Guest contributor Rahul Jalan is a Chennai-based advisor in Rare Earths for Beroe Consulting India Pvt Ltd. Jalan tracks the global rare earth supply chain and analyzes global procurement developments to help develop state-of-the-art procurement solutions for the company. Beroe specializes in providing procurement intelligence and advisories for a broad swath of industries.
Continued from Part Two.
Update on Upcoming Rare Earths Projects
Lynas’ advanced materials plant in Malaysia is awaiting approval to initiate its Phase 1 production in early 2012, as it is facing stiff opposition from activists and politicians due to concerns about its radioactive waste disposal system.
The company has finally applied for a temporary license to operate, which, if approved, will be valid for two years. The decision on permanent license will be taken by the Malaysian government in Q3 2012.
Molycorp USA has secured 78 percent of its Phase 1 rare earth production at Mountain Pass and has also received permission from the US Bureau of Land Management to conduct exploratory drilling operations near its Mountain Pass mine. The plant is all set to start its production in September 2012.
The Bottom Line
The recent export allocation for 2012 has had no immediate negative impact on rare earth consumers; the increase in the export quota may lead to a significant drop in rare earth prices, to reach levels witnessed in 2009. The second export quota allocation, surcharges levied on rare earth prices, and upcoming projects outside China are major events to watch out for in the future.

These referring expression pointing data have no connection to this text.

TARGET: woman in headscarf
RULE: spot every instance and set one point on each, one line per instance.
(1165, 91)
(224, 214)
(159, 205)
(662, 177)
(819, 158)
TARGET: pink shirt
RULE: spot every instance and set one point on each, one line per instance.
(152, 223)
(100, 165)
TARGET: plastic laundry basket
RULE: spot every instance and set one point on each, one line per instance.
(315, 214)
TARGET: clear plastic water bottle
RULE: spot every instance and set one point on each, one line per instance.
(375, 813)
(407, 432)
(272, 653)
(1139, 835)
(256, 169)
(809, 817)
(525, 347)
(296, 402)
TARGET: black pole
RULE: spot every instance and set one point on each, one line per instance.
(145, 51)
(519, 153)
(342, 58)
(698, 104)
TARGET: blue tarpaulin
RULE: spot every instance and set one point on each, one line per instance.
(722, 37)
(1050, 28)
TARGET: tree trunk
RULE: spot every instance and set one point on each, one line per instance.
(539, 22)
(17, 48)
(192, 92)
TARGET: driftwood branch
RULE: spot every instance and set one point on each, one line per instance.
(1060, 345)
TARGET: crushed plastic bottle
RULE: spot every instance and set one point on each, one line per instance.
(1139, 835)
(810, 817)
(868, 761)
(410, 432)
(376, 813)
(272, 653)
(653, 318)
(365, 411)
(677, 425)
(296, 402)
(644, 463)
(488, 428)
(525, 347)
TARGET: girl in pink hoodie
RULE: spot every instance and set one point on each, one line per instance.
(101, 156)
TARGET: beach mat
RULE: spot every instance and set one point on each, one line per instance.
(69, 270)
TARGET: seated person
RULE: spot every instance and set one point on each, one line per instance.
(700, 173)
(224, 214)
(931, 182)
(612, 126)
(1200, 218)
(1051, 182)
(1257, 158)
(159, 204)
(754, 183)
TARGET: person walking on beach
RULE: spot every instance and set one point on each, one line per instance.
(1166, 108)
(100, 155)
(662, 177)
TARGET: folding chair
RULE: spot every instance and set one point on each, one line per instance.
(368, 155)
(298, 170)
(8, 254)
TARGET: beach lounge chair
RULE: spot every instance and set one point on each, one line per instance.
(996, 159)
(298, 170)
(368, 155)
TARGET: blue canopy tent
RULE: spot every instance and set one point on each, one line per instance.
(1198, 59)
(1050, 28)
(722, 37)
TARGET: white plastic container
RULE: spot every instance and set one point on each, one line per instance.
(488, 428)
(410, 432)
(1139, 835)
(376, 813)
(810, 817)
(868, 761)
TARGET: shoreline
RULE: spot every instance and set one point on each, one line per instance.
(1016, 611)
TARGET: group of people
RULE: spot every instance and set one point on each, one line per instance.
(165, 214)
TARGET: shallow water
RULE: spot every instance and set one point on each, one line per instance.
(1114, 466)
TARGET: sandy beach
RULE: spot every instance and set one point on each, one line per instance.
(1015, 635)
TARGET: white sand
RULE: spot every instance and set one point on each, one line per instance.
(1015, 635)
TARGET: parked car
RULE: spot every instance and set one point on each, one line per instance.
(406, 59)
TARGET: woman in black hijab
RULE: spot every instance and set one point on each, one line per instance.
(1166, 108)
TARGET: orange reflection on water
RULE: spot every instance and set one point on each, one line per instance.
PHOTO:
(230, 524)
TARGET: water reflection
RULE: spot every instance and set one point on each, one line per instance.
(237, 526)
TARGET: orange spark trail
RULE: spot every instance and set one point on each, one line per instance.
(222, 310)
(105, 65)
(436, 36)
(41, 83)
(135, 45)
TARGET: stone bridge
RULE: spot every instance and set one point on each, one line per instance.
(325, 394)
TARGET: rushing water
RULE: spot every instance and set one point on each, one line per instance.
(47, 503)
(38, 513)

The most-exported rare earth products in the recent past are lanthanum and cerium-based materials; these materials have been replaced due to their high prices. Thus, the prices of rare earths are likely to drop to 2009 levels due to an increase in the export quota and upcoming new capacities outside China.
(Ed. note: exactly when this will happen, of course — if it does — is anyone’s guess, as production start dates are still far off.)